Gold and Silver Shouldn’t Be Taxed as Legal Tender, Say Increasing Numbers of Americans

Gold and Silver Set to Resume Upward Trend This Week
Published on: May 13, 2024

On May 8th, U.S. Representative Alex Mooney (R-WV) reintroduced The Monetary Metals Tax Neutrality Act (H.R. 8279),” a “sound money bill” aimed at eliminating federal income tax on gold and silver coins and bullion. According to Mooney, the basis for this is the assertion that, as per the U.S. Constitution, gold and silver coins are money and legal tender.

Reps. Scott Perry (R-PA) and Randy Weber (R-TX) are also co-sponsors of this bill. Additionally, the Sound Money Defense League (SMDL), Money Metals Exchange, and free-market activists also support this initiative.

If passed and enacted, this bill would designate gold and silver as non-taxable entities, placing them on par with the U.S. dollar. Profits or losses from the sale or exchange of gold and silver bars and coins would not be included in the scope of income tax. However, under current tax laws, the Internal Revenue Service (IRS) categorizes gold and silver as “collectibles,” subjecting them to the same high long-term capital gains tax rate of up to 28% as art, Beanie Babies, and baseball cards.

Considering gold and silver as collectibles is deemed extremely unfair and discriminatory if they are to be treated as legal tender. Moreover, capital gains on precious metals do not typically represent real value appreciation but rather nominal appreciation driven by inflation caused by the Federal Reserve and the declining purchasing power of the U.S. dollar.
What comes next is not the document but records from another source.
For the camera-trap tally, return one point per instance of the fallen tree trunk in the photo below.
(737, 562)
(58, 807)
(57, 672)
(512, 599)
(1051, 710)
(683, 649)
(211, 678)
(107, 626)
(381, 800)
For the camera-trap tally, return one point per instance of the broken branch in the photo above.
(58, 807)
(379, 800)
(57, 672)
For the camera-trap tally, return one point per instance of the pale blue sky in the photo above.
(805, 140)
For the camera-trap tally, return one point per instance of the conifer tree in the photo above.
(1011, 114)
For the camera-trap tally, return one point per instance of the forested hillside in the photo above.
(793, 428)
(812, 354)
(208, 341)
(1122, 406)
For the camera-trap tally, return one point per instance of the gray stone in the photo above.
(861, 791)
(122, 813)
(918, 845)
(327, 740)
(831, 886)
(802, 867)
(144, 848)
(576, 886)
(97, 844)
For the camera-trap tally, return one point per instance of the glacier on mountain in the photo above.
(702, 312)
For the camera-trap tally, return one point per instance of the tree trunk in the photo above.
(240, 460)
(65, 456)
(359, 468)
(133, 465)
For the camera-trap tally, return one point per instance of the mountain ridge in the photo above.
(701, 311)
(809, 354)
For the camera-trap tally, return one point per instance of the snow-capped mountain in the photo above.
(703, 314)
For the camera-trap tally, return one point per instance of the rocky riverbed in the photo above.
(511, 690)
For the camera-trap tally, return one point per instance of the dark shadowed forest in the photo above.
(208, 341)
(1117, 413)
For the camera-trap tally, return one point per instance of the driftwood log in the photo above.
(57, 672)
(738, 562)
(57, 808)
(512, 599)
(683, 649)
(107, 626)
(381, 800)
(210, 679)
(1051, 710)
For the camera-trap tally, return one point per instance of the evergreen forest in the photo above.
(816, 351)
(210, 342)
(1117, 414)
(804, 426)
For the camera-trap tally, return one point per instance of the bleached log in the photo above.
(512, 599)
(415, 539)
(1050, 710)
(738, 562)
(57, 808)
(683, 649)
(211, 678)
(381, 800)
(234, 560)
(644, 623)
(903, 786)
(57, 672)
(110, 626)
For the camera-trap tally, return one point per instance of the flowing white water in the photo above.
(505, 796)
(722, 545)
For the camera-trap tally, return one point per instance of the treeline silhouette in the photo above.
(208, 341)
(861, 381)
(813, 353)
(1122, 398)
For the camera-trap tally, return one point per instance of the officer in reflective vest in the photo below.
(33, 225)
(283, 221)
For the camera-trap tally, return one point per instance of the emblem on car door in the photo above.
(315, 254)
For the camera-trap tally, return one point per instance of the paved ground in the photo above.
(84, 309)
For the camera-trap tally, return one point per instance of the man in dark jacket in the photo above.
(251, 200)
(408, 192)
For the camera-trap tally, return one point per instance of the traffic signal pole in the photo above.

Inflation in the U.S. is eroding the purchasing power of American consumers, leading them to increasingly turn to gold and silver as a means to safeguard their wealth and achieve value preservation. The inflation in the U.S. is not caused by CEOs of supermarkets or leaders of other countries but is a result of the Federal Reserve and federal policy. Therefore, individuals have the right to seek alternatives to the U.S. dollar to protect their savings, and the federal government has a responsibility to abolish discriminatory policies against gold and silver.

Confidence in the U.S. dollar is gradually waning globally, as central banks worldwide continue to increase their holdings of gold. Internally, confidence in the U.S. dollar is also diminishing, exemplified by an increasing number of states recognizing gold and silver as legal tender. Currently, 31 states in the U.S. have officially declared currency independence and acknowledge gold as money.

Last month, Nebraska became the 12th state to eliminate capital gains tax on the sale of gold and silver through a legislative act. Earlier this year, Alabama also abolished capital gains tax on gold and silver. Looking back over the past few years, similar acts have been approved by Arizona, Arkansas, and Utah. Looking ahead to 2024, Iowa, Georgia, Oklahoma, Missouri, and Kansas are considering income tax exemption policies.

Simultaneously, last month, Kentucky ceased the sales tax on gold and silver, becoming the 45th state in the U.S. to not impose sales tax on gold and silver.